Straying from reform path cost DAP support, says ex-Johor chief

DAP stalwart Dr Boo Cheng Hau says the party made a blunder by allowing PPBM to join PH and dominate the narratives.

PETALING JAYA: A DAP stalwart has criticised the party for its alleged lack of determination to stay on the reform path, saying the price has been a loss of support.

Dr Boo Cheng Hau, a former Johor DAP chief, told FMT he believed the party had lost support among both Malays and non-Malays, especially after the 14th general election.

“I would say we made a blunder of a golden opportunity to reform by allowing PPBM to join PH (Pakatan Harapan) and letting PPBM dominate the narratives,” he said. “It cost not only our Malay bases but also non-Malay bases.”

He said the party’s support among the Malays should have risen after it became part of the administration because it had ceased to become taboo, especially among Malays in urban and semi-urban areas, to back the party even as far back as during the campaign for the 12th general election.

However, some young party leaders were caught in a siege mentality and it made them believe DAP could not gain Malay support. This had “cost the party a great deal”, he said.

Former Johor DAP chief Dr Boo Cheng Hau.

Boo also spoke of the party being weakened by “unnecessary inflammatory issues” such as the PH government’s plan to introduce Jawi calligraphy in the Bahasa Melayu syllabus which, he said, was exploited by PAS and Umno to demonise DAP.

On the possibility that loss of support had also been caused by controversial statements from the likes of “Superman” Hew Kuan Yau, he said the top leadership should have made the party’s official stand clear and should have prevented such figures from going on DAP’s campaign trail.

“It is sad that we have not made the organisation of the party and its campaigns more professional like a true government or government in waiting,” he said.

Boo said polarised approaches to please various racial groups backfired after PH won the election.

A party insider who asked not to be named disagreed, saying Malay support for DAP had been unchanged.

“DAP hasn’t lost its appeal,” she told FMT. “It’s still pretty much the same and may have even increased since the change of government from PH to Perikatan Nasional.”

However, the source also spoke of a recent amplification of attempts by “desperate politicians struggling for power” to demonise the party.

She said social media had sped up the spread of slander and misinformation.

Boo said the way forward for the party was to set up political training schools to educate members and leaders to prepare for the future.

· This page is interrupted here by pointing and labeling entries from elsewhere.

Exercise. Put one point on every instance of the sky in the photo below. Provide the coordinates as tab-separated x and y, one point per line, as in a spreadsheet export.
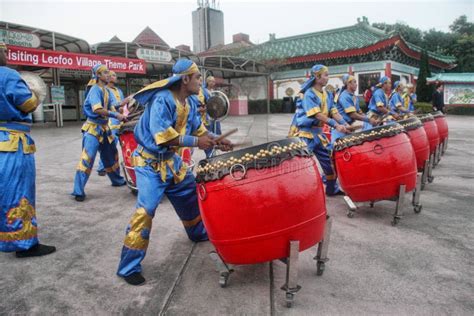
98	21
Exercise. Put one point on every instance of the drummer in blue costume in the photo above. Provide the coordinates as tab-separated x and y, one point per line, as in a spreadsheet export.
114	124
18	225
311	113
396	99
348	105
379	105
170	121
96	134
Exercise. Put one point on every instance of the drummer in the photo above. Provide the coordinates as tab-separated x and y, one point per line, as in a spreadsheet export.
96	134
348	104
396	99
170	120
311	113
18	223
114	123
379	105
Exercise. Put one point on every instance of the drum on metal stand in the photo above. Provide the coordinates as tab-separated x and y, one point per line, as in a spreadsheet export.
377	164
264	203
419	140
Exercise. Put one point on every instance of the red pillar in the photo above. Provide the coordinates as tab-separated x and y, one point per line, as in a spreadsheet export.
388	70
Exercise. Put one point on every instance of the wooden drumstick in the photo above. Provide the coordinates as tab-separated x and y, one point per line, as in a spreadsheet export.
226	134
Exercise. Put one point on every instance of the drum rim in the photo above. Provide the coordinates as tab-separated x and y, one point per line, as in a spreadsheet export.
265	155
372	134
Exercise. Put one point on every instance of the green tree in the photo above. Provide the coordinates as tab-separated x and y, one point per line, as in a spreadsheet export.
423	90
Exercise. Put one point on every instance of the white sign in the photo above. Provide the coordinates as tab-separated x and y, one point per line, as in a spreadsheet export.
153	55
19	38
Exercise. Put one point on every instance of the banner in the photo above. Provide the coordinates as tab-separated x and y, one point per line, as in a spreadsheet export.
55	59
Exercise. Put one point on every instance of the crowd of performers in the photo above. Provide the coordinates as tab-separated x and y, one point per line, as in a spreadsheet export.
174	117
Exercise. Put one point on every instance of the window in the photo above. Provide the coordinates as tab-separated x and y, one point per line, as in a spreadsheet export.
368	80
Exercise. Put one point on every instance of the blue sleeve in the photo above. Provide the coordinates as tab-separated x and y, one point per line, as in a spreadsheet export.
18	93
161	120
311	104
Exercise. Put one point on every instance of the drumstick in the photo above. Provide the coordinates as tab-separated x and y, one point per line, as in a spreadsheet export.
225	135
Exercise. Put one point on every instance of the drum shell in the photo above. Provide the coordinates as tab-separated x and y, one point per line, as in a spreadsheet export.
442	125
128	145
432	133
252	220
421	146
375	169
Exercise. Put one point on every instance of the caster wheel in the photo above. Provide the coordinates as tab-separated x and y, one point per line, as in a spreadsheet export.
418	208
320	266
289	299
223	280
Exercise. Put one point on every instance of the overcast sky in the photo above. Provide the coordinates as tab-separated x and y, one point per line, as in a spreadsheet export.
97	21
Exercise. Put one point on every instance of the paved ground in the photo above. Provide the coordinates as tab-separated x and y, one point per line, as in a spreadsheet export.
424	266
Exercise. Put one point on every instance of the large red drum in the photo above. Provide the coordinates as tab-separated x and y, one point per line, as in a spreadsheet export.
255	201
431	130
442	124
372	165
419	140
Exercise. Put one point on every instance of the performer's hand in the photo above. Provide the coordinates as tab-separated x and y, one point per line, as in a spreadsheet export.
341	128
121	117
225	145
206	142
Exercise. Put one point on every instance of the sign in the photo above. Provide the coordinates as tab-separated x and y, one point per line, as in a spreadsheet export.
17	38
153	55
56	59
57	95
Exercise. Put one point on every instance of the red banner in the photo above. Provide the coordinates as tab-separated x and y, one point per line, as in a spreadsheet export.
55	59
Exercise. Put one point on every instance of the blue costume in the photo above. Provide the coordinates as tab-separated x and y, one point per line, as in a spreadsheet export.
18	226
396	101
97	136
159	170
114	124
306	126
379	99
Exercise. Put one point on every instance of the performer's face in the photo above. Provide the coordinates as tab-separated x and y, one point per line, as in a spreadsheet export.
192	83
3	57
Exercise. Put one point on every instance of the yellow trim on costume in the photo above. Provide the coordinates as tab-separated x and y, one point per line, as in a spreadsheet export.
139	222
163	137
97	106
202	130
350	109
192	222
26	213
12	144
29	105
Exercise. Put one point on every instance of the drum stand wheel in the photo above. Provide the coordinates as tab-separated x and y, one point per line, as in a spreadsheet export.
224	269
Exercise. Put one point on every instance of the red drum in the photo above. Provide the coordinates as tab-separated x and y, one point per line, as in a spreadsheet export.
372	164
256	200
431	130
128	145
442	124
419	140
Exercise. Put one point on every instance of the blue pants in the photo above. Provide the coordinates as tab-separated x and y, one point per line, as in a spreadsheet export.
214	127
108	154
18	227
320	146
150	192
101	167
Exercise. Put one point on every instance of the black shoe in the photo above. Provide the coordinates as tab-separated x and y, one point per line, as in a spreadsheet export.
80	198
135	279
37	250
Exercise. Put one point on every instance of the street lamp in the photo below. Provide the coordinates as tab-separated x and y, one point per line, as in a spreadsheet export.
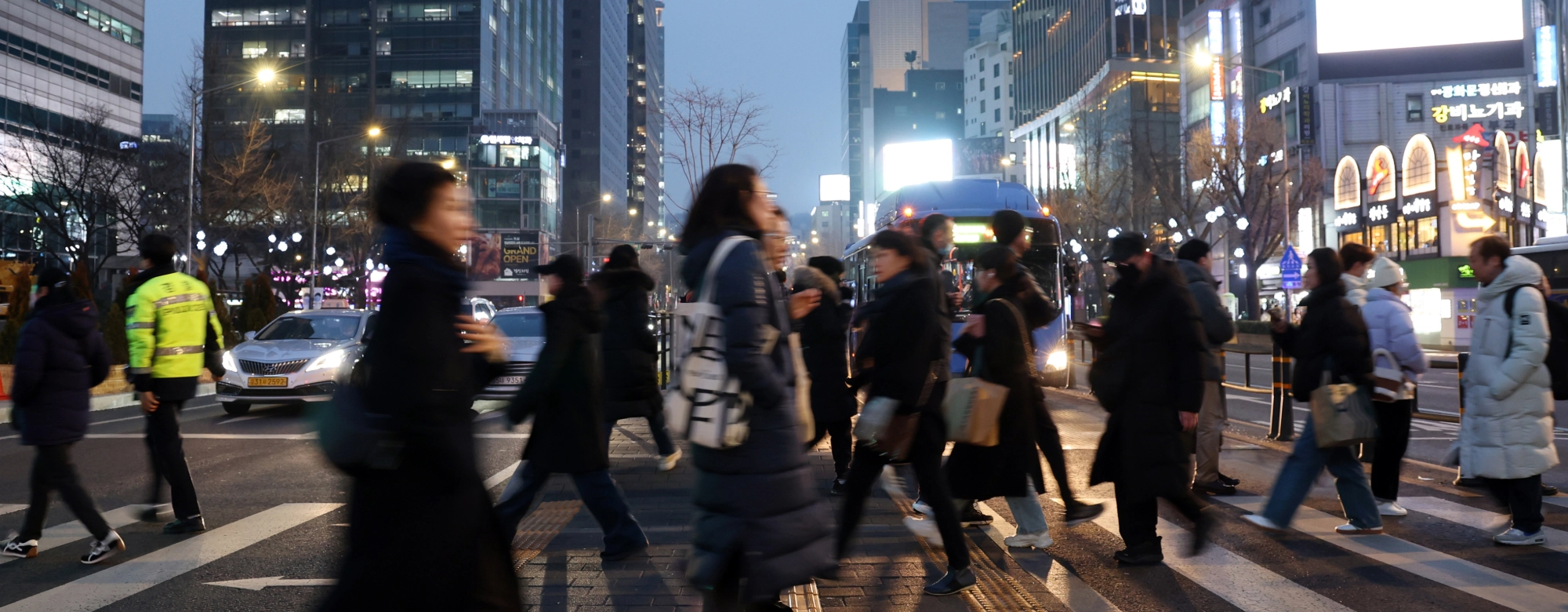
604	200
316	202
264	76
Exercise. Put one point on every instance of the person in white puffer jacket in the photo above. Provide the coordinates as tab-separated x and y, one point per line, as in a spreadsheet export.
1390	329
1506	432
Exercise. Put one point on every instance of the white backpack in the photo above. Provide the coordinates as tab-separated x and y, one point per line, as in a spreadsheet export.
708	407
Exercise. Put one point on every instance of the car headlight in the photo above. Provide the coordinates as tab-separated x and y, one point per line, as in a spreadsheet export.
330	360
1058	360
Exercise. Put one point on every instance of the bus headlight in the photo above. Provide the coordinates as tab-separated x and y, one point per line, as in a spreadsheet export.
1058	360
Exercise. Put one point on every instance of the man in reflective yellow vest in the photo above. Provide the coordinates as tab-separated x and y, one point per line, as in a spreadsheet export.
170	322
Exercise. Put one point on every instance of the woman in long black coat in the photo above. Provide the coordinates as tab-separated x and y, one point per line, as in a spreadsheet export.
822	344
426	377
628	351
995	343
899	359
761	526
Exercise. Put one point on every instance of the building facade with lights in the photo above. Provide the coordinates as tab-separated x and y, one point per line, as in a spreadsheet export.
71	70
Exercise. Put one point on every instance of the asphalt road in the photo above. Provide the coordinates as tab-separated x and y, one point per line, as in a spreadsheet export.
275	534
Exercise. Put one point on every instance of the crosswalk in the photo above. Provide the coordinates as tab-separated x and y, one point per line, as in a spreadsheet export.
1230	570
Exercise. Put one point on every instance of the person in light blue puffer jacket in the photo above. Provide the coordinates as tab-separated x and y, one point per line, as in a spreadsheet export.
1390	329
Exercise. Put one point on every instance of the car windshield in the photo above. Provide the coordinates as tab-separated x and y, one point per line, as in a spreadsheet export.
521	324
311	329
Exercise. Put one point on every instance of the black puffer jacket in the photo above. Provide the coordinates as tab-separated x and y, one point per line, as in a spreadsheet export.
757	505
824	333
565	390
60	359
628	348
1150	368
1003	359
1332	330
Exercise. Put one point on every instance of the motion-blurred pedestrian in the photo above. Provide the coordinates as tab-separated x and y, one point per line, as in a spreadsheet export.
761	526
1196	266
1014	233
1357	260
426	365
1506	432
1150	379
60	357
1332	340
996	341
824	333
170	322
1392	329
899	359
630	351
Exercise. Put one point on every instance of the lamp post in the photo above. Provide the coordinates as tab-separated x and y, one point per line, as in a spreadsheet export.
316	202
604	200
264	76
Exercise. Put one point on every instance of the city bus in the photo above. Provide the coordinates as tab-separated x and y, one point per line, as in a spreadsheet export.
971	203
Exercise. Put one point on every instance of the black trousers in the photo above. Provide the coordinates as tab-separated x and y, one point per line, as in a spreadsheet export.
926	459
53	472
843	443
1523	498
1138	508
1050	442
1393	439
167	451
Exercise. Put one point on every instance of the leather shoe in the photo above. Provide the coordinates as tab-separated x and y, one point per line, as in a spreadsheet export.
1147	553
954	581
1214	489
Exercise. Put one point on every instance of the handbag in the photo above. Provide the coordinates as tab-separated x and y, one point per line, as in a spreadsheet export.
975	407
884	429
355	439
1341	413
808	421
1388	382
706	406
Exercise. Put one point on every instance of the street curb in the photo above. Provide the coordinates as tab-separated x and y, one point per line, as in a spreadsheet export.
112	401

“We have to recruit Malay and non-Malay members, preferably with no previous partisan affiliation, who have shown an ideological inclination for a progressive and multicultural Malaysia,” he said.

He also said the party had to stop being on the offensive against its enemies and former allies, noting that some DAP leaders had shown that they lacked tact.

“That not only irks long-term political foes and former allies turned new foes but also the rank and file of DAP and PH,” he said.

Two political analysts said they believed there had been a drop in Malay support for DAP and they attributed this to Umno and PAS propaganda.

Azmi Hassan of Universiti Teknologi Malaysia said the demonisation increased in intensity after DAP became part of the government. Umno and PAS gave out the message that government policies had become friendlier towards the Chinese community, he said.

“And when the Malays seemingly did not benefit from the policies, it was easy to blame the DAP and former finance minister Lim Guan Eng even when the policies had nothing to do with the ministry,” he said.

Oh Ei Sun, a fellow at the Singapore Institute of International Affairs, said Umno and PAS had been successful in painting DAP as chauvinistic.

At the same time, he said, the Malay electorate had lately become more conservative and more attracted to PAS and Umno.

He noted that the combined popular support for PAS and Umno was 75% in the 2018 polls and said this showed DAP had not made much of an impression among Malay voters.

Malay support for DAP had “remained very small”, he added.